Jared flashed the light around the room, but the beam was not
strong enough to penetrate all the way to the far walls.
“Good God,” breathed Brytnoth. “I wonder what
else is down here besides maps!”
“I don’t know, and we haven’t got time to
find out,” Jared said. “Let’s find what we came for and get out of
here. We’ll have plenty of time to explore later.”
“Unless we die fighting the Dragon-Lords,”
said Rafe. “Then we’ll never know.” He shook his head. “What a
shame.”
“Well, if we’re dead, then I guess we won’t
care whether we know or not,” said Jared, a smile taking the edge
off his words. “Let’s go.”
As they made their way around the room, they
passed shelves loaded with manuscripts far more ancient than any
kept in the upper library. Other shelves held trays and baskets
full of gold, jewelry, and loose gemstones. A long, intricately
carved chest stood against one wall, filled, as they supposed, with
weapons. Suits of armor, of an intricate artistry the likes of
which Jared had never seen before, hung above the chest.

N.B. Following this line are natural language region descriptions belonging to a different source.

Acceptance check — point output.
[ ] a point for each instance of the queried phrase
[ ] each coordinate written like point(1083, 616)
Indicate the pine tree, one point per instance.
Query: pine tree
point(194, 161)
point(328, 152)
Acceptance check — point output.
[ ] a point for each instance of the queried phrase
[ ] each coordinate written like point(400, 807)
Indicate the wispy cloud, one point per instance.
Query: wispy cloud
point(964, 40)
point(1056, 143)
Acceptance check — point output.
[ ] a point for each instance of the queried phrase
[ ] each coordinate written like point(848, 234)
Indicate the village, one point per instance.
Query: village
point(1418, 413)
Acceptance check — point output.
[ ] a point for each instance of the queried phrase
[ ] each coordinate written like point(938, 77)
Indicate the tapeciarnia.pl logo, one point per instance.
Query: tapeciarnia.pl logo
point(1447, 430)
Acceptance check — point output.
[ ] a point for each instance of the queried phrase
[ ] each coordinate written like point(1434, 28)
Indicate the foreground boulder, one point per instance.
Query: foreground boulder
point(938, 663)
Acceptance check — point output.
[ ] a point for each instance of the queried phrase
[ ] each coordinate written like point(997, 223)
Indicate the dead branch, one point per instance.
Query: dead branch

“It’s like a treasure house,” Brytnoth said
at last, spying strange scientific instruments gleaming on a set of
long tables. “But whose treasure?”
“I’ve never seen workmanship like this,”
Jared said, turning a gold arm-ring over in his fingers. “This is
from an age long past…perhaps from the time before the
Dragon-Lords. The Golden Age.” He gently replaced the band on its
shelf.
“Is that what we’re looking for?” asked Rafe
suddenly, pointing to an enormous table in the middle of the
room.
Stacks of parchments littered the surface,
some of them so old that Jared feared they would crumble to dust if
they were moved.
“It looks like a map table,” he agreed.
“Let’s see what we can find.”
As the first hour ticked slowly by, Jared
felt his frustration and anxiety swell. They didn’t have time to
waste mucking around in old documents. They needed to be on the
move.
“What exactly are we looking for, anyway?”
asked Brytnoth, voicing Jared’s impatience. “This seems like a
waste of time to me.”
He lifted a large stack of crumbling
parchments and set them down, none to gently, in front of him.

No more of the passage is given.